In statistical inference, point estimation refers to the process of using sample data to calculate a single value (called a point estimate) that serves as a “best guess” or “best estimate” of an unknown population parameter. Some technical terms
Point estimator: A function of the sample data used to estimate an unknown parameter \(\theta\) of a population.
Statistic: A function of the sample data only (no unknown parameters).
Sample space: The set of all possible samples (data sets) that could be observed.
Parameter space: The set of all possible values of the parameter \(\theta\).
In the subsequent sections, we will introduce some notations and formalize the above concepts as well as some theories about estimations and a special point estimtor - method of moment (MoM).
This section will cover the core concepts of point estimation, including the criteria for a good estimator—such as unbiasedness, consistency, and efficiency—and introduce common methods for deriving these estimates, like maximum likelihood estimation. Understanding these basics provides the critical foundation for all subsequent statistical inference, from constructing confidence intervals to testing hypotheses.
To summarize the basic properties of point estimate of population parameters. We introduce some notations. Let:
\(X_1, X_2, \ldots, X_n\) be a random sample from a population distribution \(f(x|\theta)\), where \(\theta\) is an unknown parameter. It is often denoted by \(F_\theta(x)\).
\(\Theta\) be the parameter space - possible values of \(\theta\).
\(\mathcal{X}\) be the sample space - possible values of \(x\).
A statistic is a function \(T: \mathcal{X} \to \mathbb{R}^k\) for some \(k\) that does not dependent on \(\theta\)
A point estimator \(\hat{\theta}\) of \(\theta\) is a statistic whose range (parameter space) is \(\Theta\) (or at least a subset of it),
\[ \hat{\theta} = T(X_1, X_2, \cdots, X_n). \]

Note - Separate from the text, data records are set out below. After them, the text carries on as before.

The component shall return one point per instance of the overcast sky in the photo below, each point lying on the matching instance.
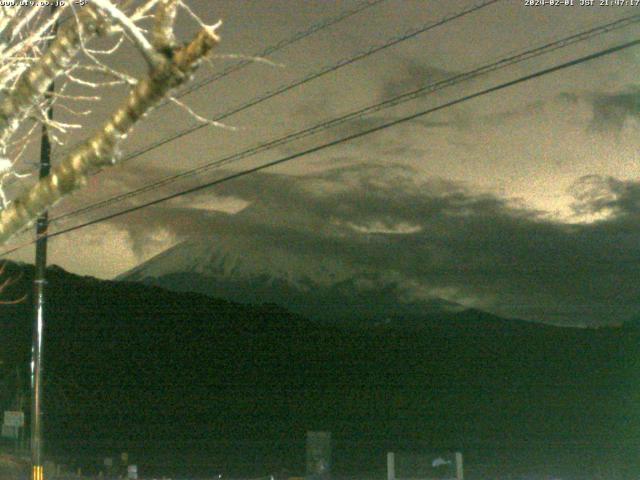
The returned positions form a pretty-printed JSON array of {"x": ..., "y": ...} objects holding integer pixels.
[{"x": 524, "y": 202}]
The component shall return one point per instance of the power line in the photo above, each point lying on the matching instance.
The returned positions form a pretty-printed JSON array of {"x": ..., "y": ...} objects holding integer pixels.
[
  {"x": 301, "y": 35},
  {"x": 348, "y": 138},
  {"x": 503, "y": 63},
  {"x": 313, "y": 76}
]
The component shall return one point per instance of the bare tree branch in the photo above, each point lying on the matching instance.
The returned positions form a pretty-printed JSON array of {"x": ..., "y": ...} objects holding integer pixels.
[{"x": 100, "y": 150}]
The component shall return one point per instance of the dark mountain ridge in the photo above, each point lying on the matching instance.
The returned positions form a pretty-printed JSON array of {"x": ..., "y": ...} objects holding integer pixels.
[{"x": 179, "y": 377}]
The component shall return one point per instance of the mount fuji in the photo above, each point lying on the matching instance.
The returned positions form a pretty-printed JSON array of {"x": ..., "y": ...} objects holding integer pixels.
[{"x": 319, "y": 289}]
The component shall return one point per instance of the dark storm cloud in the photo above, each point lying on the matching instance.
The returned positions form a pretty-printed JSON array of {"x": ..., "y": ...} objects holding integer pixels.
[
  {"x": 436, "y": 235},
  {"x": 611, "y": 111}
]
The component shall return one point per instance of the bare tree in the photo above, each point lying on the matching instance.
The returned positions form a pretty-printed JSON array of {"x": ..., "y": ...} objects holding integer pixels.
[{"x": 33, "y": 54}]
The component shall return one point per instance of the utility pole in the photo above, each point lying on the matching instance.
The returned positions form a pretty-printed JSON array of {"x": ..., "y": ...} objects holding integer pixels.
[{"x": 39, "y": 291}]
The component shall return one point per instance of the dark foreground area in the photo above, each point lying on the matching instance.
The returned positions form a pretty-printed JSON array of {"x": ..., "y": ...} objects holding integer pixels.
[{"x": 191, "y": 385}]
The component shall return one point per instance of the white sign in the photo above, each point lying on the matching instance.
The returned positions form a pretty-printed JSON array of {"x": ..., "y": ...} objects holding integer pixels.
[{"x": 13, "y": 419}]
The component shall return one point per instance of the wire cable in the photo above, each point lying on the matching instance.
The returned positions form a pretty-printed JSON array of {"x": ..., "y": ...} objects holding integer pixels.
[
  {"x": 317, "y": 27},
  {"x": 430, "y": 88},
  {"x": 392, "y": 123}
]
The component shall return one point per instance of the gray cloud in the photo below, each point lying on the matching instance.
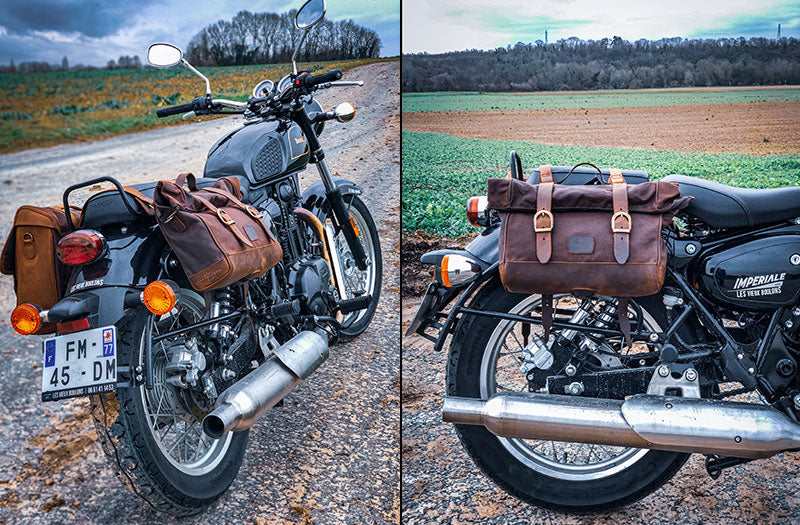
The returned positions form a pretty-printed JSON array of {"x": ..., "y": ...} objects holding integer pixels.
[{"x": 93, "y": 18}]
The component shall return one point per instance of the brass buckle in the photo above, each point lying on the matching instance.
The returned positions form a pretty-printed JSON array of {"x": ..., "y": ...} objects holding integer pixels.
[
  {"x": 254, "y": 213},
  {"x": 536, "y": 218},
  {"x": 224, "y": 217},
  {"x": 624, "y": 215}
]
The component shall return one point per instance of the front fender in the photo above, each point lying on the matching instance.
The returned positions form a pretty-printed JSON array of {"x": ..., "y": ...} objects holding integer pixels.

\[ \hat{\theta}: \mathcal{X} \to \Theta, \] that is, For a given point \(\mathbf{X} = (X_1, X_2, \cdots, X_n)\) in a sample space \(\mathcal{X}\): \(\mathbb{X} \in \mathcal{X}\),
\[ \hat{\theta}(\mathbf{X}) \in \Theta \]
and \(\hat{\theta}\) is a statistic.
Example: Suppose \(X_1, X_2, \cdots, X_n \to N(\mu, \sigma_0^2)\), \(\sigma_0^2\) is a known population variance. We want to estimate \(\mu \in \mathbb{R} = \Theta\).
\((X_1, X_2, \cdots, X_n) \in \mathbb{R}^n\). That is, \(n\)-dimensional vector \((X_1, X_2, \cdots, X_n)\) is a point in the \(n\)-dimensional space \(\mathbb{R}^n\).
Parameter space \(\Theta = \mathbb{R}\). That is, \(\mu\) is a point in the one dimensional space \(\mathbb{R}\).
A point estimator \(\hat{\mu}(\mathbf{X}) = \bar{X} = (\sum_{i=1}^n X_i)/n\).
Clearly,
\(\hat{\mu}\) is a statistic (depends only on sample).
\(\hat{\mu}: \mathbb{R}^n\equiv \mathcal{X} \to \mathbb{R} \equiv \Theta\) maps sample space to parameter space.
1. Unbiasedness
An estimator \(\hat{\theta}\) is unbiased if \(E[\hat{\theta}] = \theta\).
The bias of an estimator is defined as: \[ \text{Bias}(\hat{\theta}) = E(\hat{\theta}) - \theta \] 2. Consistency
An estimator is consistent if:
\[ \lim_{n\to \infty} P(|\hat{\theta}-\theta|>\epsilon) = 0, \ \ \text{ for all } \epsilon > 0. \] 3. Efficiency
Among unbiased estimators, the one with smaller variance is more efficient. The Cramér-Rao lower bound gives the minimum possible variance for an unbiased estimator:
\[ \text{Var}(\hat{\theta}) \ge \frac{1}{I_n(\theta)}=\frac{1}{nI_0(\theta)} \]
where \(I_0(\theta)\) is the Fisher information that measures the amount of information that a sample \(\{X\}\) carries about the unknown population parameter \(\theta\) to be estimated. To calculate the Fisher Information of a univariate parameter, we only need to find the negative expected value of the 2nd order derivative of the log density function (continuous RV) or mass function (for discrete RV) as follows
\[ I_0(\theta) = -E_X\left[ \frac{d^2}{d\theta^2} \log f(X: \theta)\right] \]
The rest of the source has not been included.